Twitter has been a lifeline for some of the protesters in Tahrir Square. I mentioned some of the Tweeters, or is it Twits?, I follow. This is an update on how they have weathered the past few days in Cairo. For both, yesterday was one of the most difficult with one arrested and one rescued by the army after being attacked by roaming vigilantes.
@Sandmonkey has become something of a celebrity online, both with his blog, Rantings of a Sandmonkey, which has been around since late 2004, various guest posts and articles and on Twitter. He also gets credit for bringing one of the flagship corruption cases to the English reading public. He published a graphic account of the police brutality case of Khaled Said . Said was sitting at an Internet cafe when he was accosted and beaten to death by two police officers. He has poked fun at protesters in the past for not being organized enough. The blogger’s pro American view has been instrumental in building an audience of people with vastly different backgrounds and views who might otherwise miss this important voice from Egypt.
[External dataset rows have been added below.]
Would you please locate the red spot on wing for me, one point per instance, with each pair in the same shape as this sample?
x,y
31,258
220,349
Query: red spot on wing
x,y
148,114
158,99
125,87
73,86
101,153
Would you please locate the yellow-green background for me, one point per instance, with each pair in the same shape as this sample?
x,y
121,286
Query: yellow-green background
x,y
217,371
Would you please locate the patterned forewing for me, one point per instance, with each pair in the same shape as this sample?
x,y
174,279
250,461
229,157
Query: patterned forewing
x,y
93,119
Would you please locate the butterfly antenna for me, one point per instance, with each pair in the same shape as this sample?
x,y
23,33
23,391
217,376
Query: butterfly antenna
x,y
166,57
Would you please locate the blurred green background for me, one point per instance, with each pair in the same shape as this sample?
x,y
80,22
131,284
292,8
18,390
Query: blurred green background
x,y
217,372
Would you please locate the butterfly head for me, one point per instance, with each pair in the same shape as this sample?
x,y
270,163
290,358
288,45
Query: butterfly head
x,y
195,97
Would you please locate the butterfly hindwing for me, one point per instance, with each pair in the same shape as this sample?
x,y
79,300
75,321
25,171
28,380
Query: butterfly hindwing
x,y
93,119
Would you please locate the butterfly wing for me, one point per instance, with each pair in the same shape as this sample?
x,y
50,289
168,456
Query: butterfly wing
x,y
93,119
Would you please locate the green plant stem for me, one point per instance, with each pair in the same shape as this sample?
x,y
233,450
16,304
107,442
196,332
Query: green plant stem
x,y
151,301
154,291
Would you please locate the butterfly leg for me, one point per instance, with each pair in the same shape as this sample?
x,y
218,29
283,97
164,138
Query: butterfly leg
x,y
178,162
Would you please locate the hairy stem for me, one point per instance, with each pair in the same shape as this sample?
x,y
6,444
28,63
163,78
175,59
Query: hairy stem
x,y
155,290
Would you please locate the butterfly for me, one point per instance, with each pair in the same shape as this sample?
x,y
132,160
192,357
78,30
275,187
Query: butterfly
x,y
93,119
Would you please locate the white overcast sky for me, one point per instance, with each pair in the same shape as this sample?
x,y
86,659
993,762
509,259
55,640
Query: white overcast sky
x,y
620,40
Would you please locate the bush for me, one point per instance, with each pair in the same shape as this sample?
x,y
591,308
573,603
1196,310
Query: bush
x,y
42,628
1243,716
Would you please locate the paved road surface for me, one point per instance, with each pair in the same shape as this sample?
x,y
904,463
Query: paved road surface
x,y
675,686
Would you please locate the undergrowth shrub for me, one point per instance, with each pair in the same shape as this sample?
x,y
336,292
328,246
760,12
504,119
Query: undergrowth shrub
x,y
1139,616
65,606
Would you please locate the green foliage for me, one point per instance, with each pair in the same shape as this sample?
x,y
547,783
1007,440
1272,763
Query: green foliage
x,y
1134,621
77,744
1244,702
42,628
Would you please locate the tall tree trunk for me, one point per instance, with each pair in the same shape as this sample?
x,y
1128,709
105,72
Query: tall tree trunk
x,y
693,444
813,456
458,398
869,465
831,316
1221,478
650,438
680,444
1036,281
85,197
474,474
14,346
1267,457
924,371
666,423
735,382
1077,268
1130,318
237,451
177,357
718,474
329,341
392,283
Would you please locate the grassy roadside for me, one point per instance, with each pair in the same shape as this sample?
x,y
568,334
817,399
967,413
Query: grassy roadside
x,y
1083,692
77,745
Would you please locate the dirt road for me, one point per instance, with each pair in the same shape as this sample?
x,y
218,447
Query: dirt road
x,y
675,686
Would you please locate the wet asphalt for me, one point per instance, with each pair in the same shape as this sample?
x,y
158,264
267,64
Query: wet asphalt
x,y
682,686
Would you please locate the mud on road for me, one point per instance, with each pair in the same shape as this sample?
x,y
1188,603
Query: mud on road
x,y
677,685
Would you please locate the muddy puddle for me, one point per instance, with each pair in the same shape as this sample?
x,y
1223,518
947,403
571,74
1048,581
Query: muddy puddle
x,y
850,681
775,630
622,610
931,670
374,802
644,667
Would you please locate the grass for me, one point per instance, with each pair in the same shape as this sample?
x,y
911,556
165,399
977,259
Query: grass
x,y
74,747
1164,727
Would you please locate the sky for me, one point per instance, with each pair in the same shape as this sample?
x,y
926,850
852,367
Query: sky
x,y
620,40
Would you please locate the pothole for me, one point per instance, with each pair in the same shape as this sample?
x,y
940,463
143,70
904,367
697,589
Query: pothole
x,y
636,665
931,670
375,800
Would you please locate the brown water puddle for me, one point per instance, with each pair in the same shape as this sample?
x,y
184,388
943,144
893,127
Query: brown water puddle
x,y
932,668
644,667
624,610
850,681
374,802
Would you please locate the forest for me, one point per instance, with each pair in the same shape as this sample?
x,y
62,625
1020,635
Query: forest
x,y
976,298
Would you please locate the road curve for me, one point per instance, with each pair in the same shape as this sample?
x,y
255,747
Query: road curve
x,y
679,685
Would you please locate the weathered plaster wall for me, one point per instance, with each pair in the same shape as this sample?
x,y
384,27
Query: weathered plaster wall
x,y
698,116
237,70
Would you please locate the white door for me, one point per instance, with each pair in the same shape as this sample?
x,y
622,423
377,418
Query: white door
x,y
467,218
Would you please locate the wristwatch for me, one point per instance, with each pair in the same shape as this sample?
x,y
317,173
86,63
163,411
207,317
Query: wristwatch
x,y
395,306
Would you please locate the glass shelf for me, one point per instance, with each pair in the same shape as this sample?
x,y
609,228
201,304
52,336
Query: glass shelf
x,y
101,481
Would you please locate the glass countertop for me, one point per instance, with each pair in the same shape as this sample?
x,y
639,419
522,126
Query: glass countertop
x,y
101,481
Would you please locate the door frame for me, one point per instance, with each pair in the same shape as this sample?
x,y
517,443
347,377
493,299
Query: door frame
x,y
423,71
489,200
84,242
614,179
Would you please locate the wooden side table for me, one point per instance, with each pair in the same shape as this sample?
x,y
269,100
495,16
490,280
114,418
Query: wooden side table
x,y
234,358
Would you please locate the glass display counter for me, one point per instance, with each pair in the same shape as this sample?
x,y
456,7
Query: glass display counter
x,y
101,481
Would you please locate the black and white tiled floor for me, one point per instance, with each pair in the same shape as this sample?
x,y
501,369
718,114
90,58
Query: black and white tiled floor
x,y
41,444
SM, as he’s known to many, spent the last week on the streets, in relative safety. Yesterday he was arrested. The news travelled like wildfire over the ‘net and supporters from all over the world sought information about his welfare. The fact that he had just posted a fabulous article about the situation in his city and that his blog suddenly went offline had many people worrying that the Egyptian government had somehow managed to pull his blog. As it happened, the blog account had been suspended because it came under a hack attack, and the host had it back up today. The man himself was released from custody after only an hour. I encourage you to read his latest manifesto, titled “Egypt, right now!”.
@TravellerW, also known as Mo-ha-med also had a bad day yesterday, all documented on Twitter. His blog, The Traveller Within is also being updated with requests for assistance and information about the real situation in Cairo. From what I’ve managed to understand, and I may be wrong on the details, but it appears he was attacked on the streets of Cairo, not in Tahrir Square, because he was carrying a laptop. Vigilante’s are everywhere, and side by side with escaped convicts and anyone else taking advantage of the mayhem and lack of police protection. Mo-ha-med was rescued by the army, and made it home with a bleeding and aching head. No news on whether he got to keep the laptop.